17

Corrieron a trompicones, rodeando los troncos de los árboles bajo el fresco aire de la mañana. A Billy le daba la sensación de algo surreal, enloquecido. Había pasado de estar disparando en la oscuridad a una sanguijuela monstruosa a estar corriendo por el bosque, con los pájaros trinando sus canciones matutinas y una ligera brisa que le alborotaba el cabello sucio y apelmazado. Siguieron adelante. Billy contaba en silencio hasta que llegó cerca de cero.

Se detuvo y miró a su alrededor mientras Rebecca también se detenía, jadeando pesadamente. Habían salido de los bosques y se hallaban en un pequeño claro, en lo alto de una colina desde la que se veía la parte este del bosque de Arklay.

—Aquí parece estar bien —dijo Billy. Tomó una gran bocanada de aire limpio y se estiró en el suelo; sus músculos lo agradecieron. Rebecca lo imitó, y unos segundos después la cuenta atrás llegó a su final.

La explosión fue devastadora; el suelo tembló y el fragor cubrió el bosque y se extendió sobre el valle que se abría más allá. Pasado un momento, Billy se sentó y observó las nubes de humo que se alzaban sobre la copa de los árboles. A pesar de lo agotado que estaba, a pesar del dolor, del hambre y el cansancio emocional, se sintió en paz al contemplar como el humo de aquel terrible lugar desaparecía en el nuevo día. Rebecca se sentó a su lado, también en silencio y con una expresión casi soñadora. No había necesidad de decir nada; ambos habían estado allí.

Billy se rascó la muñeca distraídamente al sentir un escozor, y las esposas cayeron al suelo, aterrizando sobre la hierba con un sonido apagado. Billy sonrió. En algún momento, la esposa suelta se debía de haber caído. Meneó la cabeza y pensó en lo bien que hubiera estado haberlas perdido doce horas antes. Luego las cogió y las lanzó hacia un grupo de árboles. Rebecca se puso en pie, le dio la espalda al humo y se protegió los ojos del sol.

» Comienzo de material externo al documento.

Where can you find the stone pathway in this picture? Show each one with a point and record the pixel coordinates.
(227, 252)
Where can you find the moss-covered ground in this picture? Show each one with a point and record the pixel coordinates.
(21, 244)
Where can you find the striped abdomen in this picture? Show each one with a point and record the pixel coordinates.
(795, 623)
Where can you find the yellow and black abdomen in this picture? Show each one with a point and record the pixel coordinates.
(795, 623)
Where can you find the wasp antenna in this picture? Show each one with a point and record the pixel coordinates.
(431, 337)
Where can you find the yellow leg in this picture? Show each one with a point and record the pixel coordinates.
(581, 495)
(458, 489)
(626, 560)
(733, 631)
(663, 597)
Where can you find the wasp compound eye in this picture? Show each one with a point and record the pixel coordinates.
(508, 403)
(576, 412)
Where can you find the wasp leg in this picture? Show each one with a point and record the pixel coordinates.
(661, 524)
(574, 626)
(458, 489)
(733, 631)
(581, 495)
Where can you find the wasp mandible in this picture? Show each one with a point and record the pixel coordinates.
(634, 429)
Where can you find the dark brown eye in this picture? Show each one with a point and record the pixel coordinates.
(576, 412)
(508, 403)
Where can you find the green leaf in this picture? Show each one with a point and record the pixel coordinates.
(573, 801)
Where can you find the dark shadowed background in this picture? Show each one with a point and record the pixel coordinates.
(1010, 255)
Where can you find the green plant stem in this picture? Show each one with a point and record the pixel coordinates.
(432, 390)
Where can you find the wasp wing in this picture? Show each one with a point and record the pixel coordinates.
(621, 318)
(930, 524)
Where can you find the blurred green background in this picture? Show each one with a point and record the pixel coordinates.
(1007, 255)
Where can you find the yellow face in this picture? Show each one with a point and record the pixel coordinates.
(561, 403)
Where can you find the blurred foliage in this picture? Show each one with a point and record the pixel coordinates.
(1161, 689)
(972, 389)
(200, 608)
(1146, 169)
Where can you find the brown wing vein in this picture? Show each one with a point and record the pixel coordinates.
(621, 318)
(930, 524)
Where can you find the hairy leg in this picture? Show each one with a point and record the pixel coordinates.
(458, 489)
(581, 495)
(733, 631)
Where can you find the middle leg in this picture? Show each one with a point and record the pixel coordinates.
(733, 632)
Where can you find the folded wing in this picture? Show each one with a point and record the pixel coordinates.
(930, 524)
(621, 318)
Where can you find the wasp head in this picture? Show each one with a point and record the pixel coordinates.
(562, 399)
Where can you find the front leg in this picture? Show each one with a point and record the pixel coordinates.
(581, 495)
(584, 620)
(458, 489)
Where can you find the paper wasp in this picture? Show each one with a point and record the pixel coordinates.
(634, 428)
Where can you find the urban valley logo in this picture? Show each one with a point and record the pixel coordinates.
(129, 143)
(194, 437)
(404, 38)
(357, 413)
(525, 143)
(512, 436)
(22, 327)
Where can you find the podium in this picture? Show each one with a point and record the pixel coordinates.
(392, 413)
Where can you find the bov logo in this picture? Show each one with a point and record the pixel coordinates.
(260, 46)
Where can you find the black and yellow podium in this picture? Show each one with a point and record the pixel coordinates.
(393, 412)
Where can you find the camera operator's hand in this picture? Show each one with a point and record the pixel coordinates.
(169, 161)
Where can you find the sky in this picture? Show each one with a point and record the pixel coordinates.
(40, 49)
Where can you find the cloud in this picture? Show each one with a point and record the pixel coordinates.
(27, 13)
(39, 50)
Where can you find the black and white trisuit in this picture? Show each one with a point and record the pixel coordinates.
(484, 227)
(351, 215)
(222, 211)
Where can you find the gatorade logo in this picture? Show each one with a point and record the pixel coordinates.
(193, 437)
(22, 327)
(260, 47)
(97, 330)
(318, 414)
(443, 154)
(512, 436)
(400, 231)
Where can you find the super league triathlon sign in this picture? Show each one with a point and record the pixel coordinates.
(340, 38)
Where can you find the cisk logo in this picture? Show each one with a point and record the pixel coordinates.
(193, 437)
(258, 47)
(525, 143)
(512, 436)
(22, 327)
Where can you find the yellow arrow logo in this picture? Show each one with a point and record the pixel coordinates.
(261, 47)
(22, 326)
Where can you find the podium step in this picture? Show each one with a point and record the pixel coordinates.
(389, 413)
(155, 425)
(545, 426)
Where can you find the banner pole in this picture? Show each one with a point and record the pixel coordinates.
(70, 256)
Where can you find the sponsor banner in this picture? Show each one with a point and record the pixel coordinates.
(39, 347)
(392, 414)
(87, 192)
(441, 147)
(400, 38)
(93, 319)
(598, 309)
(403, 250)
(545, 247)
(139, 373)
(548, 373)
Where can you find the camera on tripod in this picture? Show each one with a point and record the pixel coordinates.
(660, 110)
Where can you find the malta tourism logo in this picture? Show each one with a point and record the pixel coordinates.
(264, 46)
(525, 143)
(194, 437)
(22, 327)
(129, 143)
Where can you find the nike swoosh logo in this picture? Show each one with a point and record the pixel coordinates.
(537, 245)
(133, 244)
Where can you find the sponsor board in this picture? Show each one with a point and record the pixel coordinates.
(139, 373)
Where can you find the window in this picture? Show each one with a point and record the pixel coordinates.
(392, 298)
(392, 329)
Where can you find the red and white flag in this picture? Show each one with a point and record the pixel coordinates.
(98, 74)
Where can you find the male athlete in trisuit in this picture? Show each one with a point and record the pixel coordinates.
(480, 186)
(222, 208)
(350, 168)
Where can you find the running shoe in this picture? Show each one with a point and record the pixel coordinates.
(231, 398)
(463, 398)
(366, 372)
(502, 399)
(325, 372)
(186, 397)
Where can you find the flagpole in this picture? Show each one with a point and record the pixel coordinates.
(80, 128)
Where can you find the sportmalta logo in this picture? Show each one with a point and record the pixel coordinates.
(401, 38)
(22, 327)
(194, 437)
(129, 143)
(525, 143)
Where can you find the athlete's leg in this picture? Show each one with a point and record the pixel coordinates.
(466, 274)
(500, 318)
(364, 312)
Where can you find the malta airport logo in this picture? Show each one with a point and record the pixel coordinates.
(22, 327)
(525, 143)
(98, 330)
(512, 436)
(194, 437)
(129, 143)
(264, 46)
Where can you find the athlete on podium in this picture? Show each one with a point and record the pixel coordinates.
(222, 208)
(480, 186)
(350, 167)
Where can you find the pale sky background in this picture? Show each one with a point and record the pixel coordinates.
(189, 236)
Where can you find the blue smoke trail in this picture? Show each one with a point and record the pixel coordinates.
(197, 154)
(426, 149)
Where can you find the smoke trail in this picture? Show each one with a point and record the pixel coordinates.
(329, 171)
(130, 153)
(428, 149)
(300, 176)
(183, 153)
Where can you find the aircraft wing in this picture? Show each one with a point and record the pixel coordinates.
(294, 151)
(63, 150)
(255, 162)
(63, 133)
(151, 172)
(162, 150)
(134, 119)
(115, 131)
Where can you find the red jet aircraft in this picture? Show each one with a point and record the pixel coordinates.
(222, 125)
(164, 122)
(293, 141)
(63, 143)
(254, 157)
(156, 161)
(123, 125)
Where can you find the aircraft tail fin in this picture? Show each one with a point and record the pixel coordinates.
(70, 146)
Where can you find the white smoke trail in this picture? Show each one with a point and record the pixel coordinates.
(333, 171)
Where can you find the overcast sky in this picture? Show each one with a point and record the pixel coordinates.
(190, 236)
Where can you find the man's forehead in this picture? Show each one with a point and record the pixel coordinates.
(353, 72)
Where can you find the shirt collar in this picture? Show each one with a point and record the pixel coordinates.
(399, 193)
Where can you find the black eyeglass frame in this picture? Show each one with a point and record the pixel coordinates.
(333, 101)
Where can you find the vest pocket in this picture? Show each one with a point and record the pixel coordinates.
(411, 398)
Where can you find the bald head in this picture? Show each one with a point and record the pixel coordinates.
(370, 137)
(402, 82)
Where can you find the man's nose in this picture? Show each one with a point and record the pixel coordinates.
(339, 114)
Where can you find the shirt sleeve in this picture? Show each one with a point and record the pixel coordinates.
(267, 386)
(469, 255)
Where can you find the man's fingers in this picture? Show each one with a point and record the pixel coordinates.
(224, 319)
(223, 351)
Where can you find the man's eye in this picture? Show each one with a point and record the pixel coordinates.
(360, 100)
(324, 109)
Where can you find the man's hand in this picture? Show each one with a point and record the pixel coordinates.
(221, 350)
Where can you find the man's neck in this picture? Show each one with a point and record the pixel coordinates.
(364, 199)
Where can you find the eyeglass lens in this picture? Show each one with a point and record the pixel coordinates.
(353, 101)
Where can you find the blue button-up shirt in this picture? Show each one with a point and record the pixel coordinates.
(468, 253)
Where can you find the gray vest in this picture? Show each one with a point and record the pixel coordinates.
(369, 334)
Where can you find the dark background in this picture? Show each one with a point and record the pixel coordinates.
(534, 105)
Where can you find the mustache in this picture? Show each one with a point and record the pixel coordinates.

—Aquél debe de ser el lugar del que hablaba Enrico —dijo. Billy se obligó a levantarse y se puso a su lado. Allá, a unos dos o tres kilómetros por debajo de su mirador, se veía una enorme mansión semioculta entre los árboles. Las ventanas centelleaban bajo la luz matutina y le daban una apariencia cerrada y vacía.

Billy asintió, y de repente no supo qué decir. Ella debía de estar deseando reunirse con su equipo. Y en cuanto a él…

Rebecca alargó la mano, le cogió las chapas de identificación y tiró con fuerza. La cadena se soltó. Rebecca se las ató a su delgado cuello mientras contemplaba la mansión.

—Supongo que ha llegado el momento de despedirnos —dijo.

Billy la miró, pero ella no le devolvió la mirada, sólo se quedó contemplando su nuevo destino, la silenciosa casa medio escondida entre los árboles.

—Oficialmente, el teniente William Coen está muerto —añadió Rebecca.

Billy intentó reír, pero no le salió.

—Sí, ahora soy un zombi —se burló, un poco sorprendido por la inesperada sensación de nostalgia que le oprimió el pecho.

Rebecca se volvió y lo miró a los ojos. Él vio sinceridad y compasión en ellos, y también fuerza. Vio que ella sentía la misma extraña añoranza, la misma vaga tristeza que había caído sobre él como una sombra.

Si las cosas hubieran sido de otra manera… Si las circunstancias no fueran las que son…

Rebecca hizo un ligerísimo gesto de asentimiento, como si le hubiera leído la mente y estuviera de acuerdo con lo que pensaba. Luego se irguió, alzó la cabeza, cuadró los hombros y lo saludó militarmente sin dejar de mirarlo a los ojos.

Billy imitó su postura, le devolvió el saludo y lo mantuvo hasta que ella bajó la mano. Sin mediar más palabras, Rebecca comenzó a alejarse y se dirigió hacia la ligera pendiente que descendía entre los árboles.

Billy la contempló hasta perderla de vista entre las sombras del bosque, luego se volvió y buscó su propio camino. Decidió que el sur podía estar bien y comenzó a andar, disfrutando del calor del sol en los hombros y del canto de los pájaros que le llegaba desde los árboles.